The full investigative report is behind a pay-wall.  It is rather devastating.

To add insult to injury, the Science journalist instrumental in causing this mess, the one who promoted the rebuttal without peer review, later went on to teach journalism.

A casual and cynical observer may wonder why Steven makes such a fuss about this. After all, American mainstream journalism outside the realm of science is also a rather poor and sordid affair.  He-said-she-said reporting is equated with objectivity, and journalists are mostly reduced to being stenographers and water carriers of the political actors that they are supposed to cover (the few journalists who buck this trend I hold in the highest regard).

One may also argue that there wasn’t all that much damage done, because the critics, even if they didn’t work as advertised, may have gotten it right; The BBC, a couple of years later, sponsored an attempt at reproduction and also came up empty.

But there is one rather big and important difference:  Journals such as Science are not just media that report to the public at large.  Rather, they are the gatekeepers for what is accepted as scientific research, and must therefore be held to a higher standard.  Research that doesn’t get published in peer reviewed journals may as well not exist (unless it is privately financed applied R&D, that can be immediately commercialized, and is therefore deliberately kept proprietary).

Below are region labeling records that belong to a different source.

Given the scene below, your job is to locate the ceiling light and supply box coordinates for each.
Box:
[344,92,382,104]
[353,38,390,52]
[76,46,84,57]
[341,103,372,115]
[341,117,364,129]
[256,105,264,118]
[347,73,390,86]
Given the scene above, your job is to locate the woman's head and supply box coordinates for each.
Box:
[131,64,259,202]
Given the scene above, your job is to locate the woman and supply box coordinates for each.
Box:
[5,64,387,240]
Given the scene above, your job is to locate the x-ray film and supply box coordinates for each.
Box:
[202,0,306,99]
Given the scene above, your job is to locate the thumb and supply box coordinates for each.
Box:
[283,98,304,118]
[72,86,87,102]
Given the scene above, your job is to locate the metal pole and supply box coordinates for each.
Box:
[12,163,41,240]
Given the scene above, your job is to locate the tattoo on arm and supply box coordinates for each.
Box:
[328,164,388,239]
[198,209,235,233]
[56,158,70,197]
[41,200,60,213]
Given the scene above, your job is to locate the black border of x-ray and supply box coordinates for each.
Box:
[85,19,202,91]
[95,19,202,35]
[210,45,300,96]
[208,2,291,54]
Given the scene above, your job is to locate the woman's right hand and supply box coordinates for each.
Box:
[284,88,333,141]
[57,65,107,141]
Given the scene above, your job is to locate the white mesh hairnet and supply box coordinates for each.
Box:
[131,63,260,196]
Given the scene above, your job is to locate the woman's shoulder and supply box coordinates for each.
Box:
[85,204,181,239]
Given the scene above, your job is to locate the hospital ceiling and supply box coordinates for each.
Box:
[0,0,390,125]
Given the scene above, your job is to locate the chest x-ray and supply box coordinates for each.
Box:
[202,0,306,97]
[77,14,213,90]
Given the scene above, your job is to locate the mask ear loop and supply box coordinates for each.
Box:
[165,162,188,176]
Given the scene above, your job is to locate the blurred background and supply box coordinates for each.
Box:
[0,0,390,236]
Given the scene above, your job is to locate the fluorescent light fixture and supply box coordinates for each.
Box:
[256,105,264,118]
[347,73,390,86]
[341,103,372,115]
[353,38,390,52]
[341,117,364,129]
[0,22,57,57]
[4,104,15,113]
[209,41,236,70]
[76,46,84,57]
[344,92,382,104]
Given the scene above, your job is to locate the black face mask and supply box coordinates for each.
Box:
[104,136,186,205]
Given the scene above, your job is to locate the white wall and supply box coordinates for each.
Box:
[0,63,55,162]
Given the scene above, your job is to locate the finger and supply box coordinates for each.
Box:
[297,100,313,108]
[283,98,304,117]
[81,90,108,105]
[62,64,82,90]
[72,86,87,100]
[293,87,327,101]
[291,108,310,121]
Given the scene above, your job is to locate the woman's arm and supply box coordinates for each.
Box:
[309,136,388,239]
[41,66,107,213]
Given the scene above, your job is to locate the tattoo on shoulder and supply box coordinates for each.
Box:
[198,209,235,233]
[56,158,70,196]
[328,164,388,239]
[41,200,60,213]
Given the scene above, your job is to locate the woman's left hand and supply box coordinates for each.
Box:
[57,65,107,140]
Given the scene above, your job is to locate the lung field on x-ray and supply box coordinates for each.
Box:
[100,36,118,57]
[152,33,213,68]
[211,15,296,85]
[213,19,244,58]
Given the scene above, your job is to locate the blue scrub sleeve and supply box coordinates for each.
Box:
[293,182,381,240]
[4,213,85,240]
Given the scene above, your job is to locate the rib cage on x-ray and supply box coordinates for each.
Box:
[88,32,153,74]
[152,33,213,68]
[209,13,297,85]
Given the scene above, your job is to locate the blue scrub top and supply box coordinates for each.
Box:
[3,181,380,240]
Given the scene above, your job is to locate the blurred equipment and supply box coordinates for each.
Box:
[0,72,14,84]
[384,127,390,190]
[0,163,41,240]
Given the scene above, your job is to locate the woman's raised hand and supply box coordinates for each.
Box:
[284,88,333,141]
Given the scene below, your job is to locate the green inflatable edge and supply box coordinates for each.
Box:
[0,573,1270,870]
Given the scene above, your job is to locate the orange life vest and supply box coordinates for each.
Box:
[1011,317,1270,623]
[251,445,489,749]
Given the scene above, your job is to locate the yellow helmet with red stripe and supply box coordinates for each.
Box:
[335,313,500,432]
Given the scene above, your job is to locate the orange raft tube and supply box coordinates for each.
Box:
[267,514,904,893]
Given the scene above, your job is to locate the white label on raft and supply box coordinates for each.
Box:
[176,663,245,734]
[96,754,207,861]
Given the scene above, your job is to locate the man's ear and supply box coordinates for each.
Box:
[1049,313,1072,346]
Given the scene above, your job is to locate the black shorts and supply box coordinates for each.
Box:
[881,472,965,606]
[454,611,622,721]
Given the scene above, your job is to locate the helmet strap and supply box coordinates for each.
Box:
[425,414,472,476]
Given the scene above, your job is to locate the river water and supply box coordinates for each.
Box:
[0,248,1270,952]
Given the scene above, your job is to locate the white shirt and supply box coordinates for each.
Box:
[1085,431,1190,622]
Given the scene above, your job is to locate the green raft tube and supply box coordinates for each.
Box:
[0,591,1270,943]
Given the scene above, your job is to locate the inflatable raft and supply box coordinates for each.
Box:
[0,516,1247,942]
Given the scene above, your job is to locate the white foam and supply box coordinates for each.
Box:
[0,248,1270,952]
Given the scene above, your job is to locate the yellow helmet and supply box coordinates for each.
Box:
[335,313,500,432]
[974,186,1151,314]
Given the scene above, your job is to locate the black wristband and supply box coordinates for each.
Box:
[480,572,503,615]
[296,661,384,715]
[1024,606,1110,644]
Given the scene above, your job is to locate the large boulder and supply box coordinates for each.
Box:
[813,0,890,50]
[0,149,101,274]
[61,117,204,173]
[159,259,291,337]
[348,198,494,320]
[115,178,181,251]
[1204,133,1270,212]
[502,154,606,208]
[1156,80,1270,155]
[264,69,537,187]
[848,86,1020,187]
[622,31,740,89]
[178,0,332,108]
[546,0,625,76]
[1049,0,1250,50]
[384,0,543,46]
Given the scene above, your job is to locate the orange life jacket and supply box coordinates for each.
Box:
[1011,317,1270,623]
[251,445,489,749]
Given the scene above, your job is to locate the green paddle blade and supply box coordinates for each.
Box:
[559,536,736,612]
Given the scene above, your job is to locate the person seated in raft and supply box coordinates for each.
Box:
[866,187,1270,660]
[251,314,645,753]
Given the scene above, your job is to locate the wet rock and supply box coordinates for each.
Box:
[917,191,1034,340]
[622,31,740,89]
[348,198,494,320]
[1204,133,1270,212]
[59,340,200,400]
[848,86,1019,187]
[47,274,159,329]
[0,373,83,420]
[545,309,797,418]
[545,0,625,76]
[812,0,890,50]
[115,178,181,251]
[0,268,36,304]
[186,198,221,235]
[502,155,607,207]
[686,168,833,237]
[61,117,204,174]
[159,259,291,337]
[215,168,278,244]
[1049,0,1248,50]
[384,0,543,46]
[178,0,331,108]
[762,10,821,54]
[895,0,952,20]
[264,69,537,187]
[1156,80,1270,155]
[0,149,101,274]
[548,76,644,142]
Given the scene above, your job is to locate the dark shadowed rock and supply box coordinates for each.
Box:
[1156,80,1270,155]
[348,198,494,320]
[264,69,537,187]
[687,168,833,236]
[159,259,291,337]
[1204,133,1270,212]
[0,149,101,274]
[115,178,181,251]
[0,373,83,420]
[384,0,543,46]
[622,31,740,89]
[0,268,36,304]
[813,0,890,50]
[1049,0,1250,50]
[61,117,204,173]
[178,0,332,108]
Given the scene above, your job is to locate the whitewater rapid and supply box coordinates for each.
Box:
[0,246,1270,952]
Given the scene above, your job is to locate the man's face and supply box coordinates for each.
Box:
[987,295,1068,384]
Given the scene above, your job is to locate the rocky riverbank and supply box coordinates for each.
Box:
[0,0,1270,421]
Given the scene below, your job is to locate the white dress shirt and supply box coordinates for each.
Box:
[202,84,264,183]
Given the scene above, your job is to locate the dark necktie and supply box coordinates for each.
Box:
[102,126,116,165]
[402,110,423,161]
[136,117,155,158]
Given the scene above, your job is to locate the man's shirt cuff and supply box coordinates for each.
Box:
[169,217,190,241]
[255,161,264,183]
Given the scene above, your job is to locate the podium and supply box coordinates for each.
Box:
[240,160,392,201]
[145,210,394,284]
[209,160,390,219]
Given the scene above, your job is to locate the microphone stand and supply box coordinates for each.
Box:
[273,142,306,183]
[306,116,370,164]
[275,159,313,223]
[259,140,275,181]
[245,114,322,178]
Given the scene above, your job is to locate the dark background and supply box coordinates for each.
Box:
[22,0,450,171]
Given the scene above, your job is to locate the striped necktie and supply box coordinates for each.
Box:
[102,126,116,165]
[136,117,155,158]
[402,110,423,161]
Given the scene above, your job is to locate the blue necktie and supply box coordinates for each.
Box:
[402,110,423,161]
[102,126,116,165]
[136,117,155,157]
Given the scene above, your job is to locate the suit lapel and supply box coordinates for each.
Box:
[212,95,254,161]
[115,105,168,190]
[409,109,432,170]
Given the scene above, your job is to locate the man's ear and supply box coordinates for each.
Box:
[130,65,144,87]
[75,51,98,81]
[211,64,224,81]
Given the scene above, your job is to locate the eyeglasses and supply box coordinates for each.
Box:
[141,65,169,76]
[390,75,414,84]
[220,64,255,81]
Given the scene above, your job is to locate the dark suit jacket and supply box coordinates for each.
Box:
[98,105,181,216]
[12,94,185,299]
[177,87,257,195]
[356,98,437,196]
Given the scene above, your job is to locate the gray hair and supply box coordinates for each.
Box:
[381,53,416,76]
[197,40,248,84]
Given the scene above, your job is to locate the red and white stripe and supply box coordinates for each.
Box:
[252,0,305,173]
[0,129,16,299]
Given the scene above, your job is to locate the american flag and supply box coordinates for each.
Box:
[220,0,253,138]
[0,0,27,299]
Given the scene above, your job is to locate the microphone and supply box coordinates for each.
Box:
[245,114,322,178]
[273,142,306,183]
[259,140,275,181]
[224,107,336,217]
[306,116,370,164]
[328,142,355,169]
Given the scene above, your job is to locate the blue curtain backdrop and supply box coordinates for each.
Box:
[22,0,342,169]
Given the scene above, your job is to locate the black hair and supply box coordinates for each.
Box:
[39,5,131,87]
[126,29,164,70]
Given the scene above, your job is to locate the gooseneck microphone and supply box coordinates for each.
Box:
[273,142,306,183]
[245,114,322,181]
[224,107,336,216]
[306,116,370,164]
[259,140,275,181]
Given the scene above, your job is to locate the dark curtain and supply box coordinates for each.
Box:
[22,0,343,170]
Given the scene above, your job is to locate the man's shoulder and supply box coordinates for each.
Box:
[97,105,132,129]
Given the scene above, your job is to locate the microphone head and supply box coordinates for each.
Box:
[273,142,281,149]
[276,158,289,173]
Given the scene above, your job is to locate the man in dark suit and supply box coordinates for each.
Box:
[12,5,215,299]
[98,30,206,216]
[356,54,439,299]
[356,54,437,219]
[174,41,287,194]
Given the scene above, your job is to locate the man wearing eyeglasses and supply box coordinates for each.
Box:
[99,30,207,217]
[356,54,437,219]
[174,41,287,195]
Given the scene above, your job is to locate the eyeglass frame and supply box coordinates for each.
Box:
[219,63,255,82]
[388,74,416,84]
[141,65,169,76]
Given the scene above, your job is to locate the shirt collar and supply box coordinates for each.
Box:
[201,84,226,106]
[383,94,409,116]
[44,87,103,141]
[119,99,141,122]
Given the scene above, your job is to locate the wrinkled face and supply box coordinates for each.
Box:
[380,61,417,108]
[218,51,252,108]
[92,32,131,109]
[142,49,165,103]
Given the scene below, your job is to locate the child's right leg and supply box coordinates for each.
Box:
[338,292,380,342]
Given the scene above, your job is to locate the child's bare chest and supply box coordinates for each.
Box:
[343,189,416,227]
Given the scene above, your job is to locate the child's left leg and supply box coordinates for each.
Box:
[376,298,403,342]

The more reputable a peer reviewed journal, the higher the impact (calculating the impact factor is a science in itself). But arguably, it is worse to get work published in a reputable journal just to have the results then demolished by the same outfit, especially if the deck is stacked against you.

To me, this story raises a lot of questions and drives home that investigative science journalism is sorely lacking and badly needed. Who else is there to guard the gatekeepers?